Using an AI algorithm with MRI improves the performance of traditional return to play classification frameworks used with injured professional athletes, according to research presented December 3 at the RSNA meeting.
"MRI-based classification systems like BAMIC [British Athletics muscle injury classification] and MLG-R [Mechanism of injury, Location of injury, Grading of severity, and number of muscle Re-injuries] … especially when augmented by AI, enables improved prediction of time to return to play in professional athletes, facilitating evidence-based rehabilitation planning and return-to-sport decisions," said presenter Sherif Elhennawy, PhD, of Saudi German Hospital in Cairo, Egypt.
Predicting when athletes can safely return to play after an injury is key, as allowing them back in the game prematurely makes them vulnerable to reinjury, while delaying return to play can translate into economic losses for the team, Elhennawy said. He explained that 30% of professional football injuries are muscle-related, and that 90% of lower limb muscle injuries involve muscles such as the gastrocnemius, rectus femoris, and long heads of the hamstrings. At least a third of professional athletes sustain at least one clinically significant muscle injury per season, he noted.
Elhennawy's team investigated whether using an AI algorithm with MRI findings could improve the classification of sports-related thigh muscle injuries according to the British Athletics muscle injury classification (BAMIC) and MLG-R (Mechanism of injury, Location of injury, Grading of severity, and number of muscle Re-injuries). The study included 40 professional athletes who sustained thigh muscle injuries between 2018 and 2025, all of whom underwent 1.5-tesla MRI within 72 hours after injury.

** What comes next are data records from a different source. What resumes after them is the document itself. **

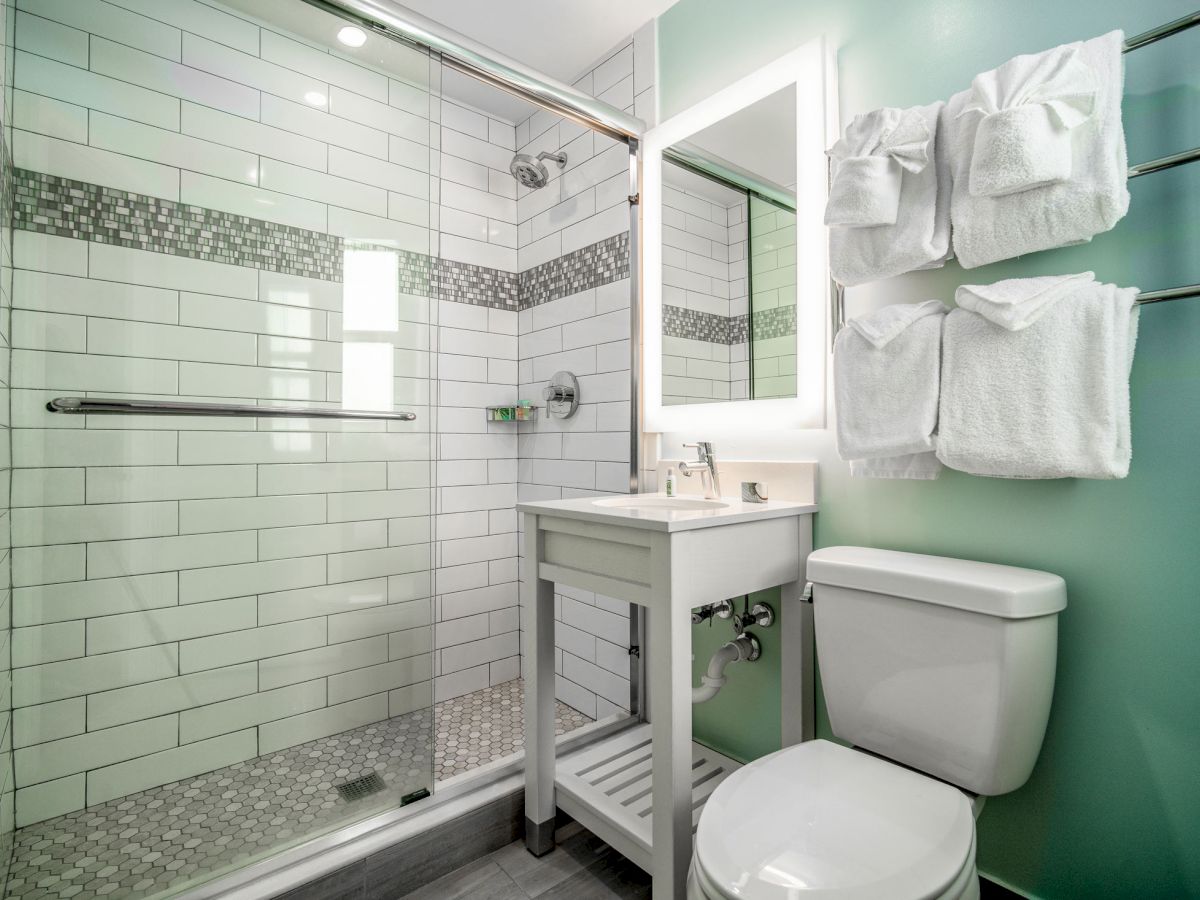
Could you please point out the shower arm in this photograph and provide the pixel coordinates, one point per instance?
(561, 159)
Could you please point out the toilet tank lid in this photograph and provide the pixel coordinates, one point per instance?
(1002, 591)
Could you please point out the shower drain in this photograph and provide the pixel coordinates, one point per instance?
(360, 787)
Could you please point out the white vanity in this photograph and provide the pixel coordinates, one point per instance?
(642, 789)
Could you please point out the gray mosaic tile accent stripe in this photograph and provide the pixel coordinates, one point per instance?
(77, 209)
(600, 263)
(695, 325)
(85, 211)
(477, 285)
(777, 322)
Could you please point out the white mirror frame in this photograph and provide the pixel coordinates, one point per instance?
(813, 70)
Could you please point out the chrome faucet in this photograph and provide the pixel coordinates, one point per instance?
(706, 465)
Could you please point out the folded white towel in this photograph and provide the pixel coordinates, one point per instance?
(886, 385)
(1044, 394)
(919, 233)
(1091, 199)
(1018, 303)
(1027, 109)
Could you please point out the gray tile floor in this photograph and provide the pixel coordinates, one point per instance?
(581, 868)
(157, 841)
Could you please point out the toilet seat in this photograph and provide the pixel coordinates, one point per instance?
(821, 821)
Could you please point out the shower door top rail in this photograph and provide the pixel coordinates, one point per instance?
(487, 65)
(108, 406)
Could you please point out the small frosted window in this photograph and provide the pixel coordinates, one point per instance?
(371, 288)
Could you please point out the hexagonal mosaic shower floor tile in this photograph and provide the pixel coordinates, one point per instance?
(156, 841)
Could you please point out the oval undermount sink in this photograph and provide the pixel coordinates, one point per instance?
(651, 502)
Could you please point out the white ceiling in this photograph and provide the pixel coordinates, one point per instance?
(760, 139)
(562, 39)
(559, 37)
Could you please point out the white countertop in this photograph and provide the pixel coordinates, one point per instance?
(736, 511)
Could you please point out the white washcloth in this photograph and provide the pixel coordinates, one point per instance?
(916, 467)
(1091, 201)
(1047, 399)
(869, 162)
(1027, 109)
(886, 384)
(921, 234)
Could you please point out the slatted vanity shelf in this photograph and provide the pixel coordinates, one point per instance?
(642, 790)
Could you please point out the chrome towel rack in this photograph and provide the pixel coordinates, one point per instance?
(1185, 292)
(108, 406)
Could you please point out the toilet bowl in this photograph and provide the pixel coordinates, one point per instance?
(940, 673)
(820, 820)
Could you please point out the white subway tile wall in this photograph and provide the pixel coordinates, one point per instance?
(703, 289)
(585, 331)
(773, 283)
(57, 721)
(240, 586)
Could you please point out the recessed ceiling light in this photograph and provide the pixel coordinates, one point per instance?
(352, 36)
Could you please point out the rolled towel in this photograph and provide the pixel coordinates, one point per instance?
(1013, 189)
(886, 385)
(869, 163)
(886, 211)
(1027, 109)
(1044, 394)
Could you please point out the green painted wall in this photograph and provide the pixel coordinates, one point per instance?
(1113, 809)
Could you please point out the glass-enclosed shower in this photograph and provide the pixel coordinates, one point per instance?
(234, 629)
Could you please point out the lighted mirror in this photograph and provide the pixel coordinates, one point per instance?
(737, 283)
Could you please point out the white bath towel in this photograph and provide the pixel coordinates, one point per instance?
(919, 237)
(1043, 395)
(1095, 196)
(1026, 111)
(886, 385)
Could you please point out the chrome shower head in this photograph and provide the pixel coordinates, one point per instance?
(529, 171)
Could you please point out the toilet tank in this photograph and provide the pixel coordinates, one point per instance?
(943, 665)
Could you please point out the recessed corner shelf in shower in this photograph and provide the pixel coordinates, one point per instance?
(511, 414)
(108, 406)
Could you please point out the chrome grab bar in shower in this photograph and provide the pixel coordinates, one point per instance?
(107, 406)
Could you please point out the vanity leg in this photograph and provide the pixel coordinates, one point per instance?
(538, 604)
(798, 690)
(797, 669)
(670, 666)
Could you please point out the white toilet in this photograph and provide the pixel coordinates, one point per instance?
(940, 673)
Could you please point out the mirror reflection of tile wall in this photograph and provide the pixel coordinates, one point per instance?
(773, 300)
(705, 352)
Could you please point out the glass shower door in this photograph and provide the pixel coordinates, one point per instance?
(222, 639)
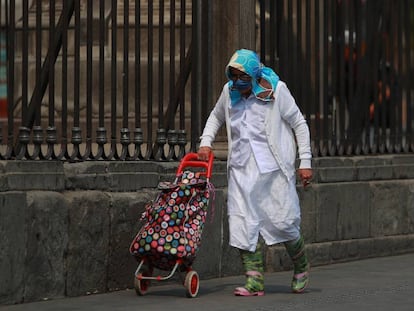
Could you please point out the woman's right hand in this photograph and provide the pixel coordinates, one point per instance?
(204, 153)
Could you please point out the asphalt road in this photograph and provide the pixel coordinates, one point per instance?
(376, 284)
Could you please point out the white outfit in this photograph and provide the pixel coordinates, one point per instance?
(262, 195)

The researchers defined the reference standard for time to return to play as the time from injury to full team training clearance (confirmed by the team physician and rehabilitation staff). They compared sensitivity, specificity, and area under the receiver operating curve (AUC) of BAMIC versus MLG-R, then assessed the performance of these systems with the addition of an AI model they built that consisted of supervised machine learning with MRI features.
They found that, without the aid of the AI algorithm, a combination of the BAMIC and MLG-R classification systems was the most effective way to determine an appropriate return to play timeframe, especially regarding sensitivity.
Comparison of time to return to play metrics using MRI data | |||
Measure | BAMIC | MLG-R | Integrated BAMIC and MLG-R |
| AUC | 0.984 | 0.959 | 0.984 |
| Sensitivity | 95.5% | 91.2% | 96.4% |
| Specificity | 94.4% | 88.9% | 94.4% |
But when the integrated classification model was enhanced with the AI algorithm, AUC improved from 0.984 to 0.993, sensitivity improved from 96.4% to 98.2%, and specificity improved from 94.4% to 96.7%.
"The enhanced sensitivity [imparted by the AI algorithm] reduces the risk of premature time to return to play," he said.
He outlined the "performance hierarchy" of the time to return to play models -- noting that AI-enhanced integrated showed the best overall performance and the integrated BAMIC plus MLG-R was the best traditional combination, while BAMIC alone was the best traditional single system and MLG-R alone offers "valuable anatomical detail," -- and concluded with a call for expanded validation studies with larger, multi-institutional cohorts and further refinement of deep-learning models for assessing appropriate time to return to play in professional athletes.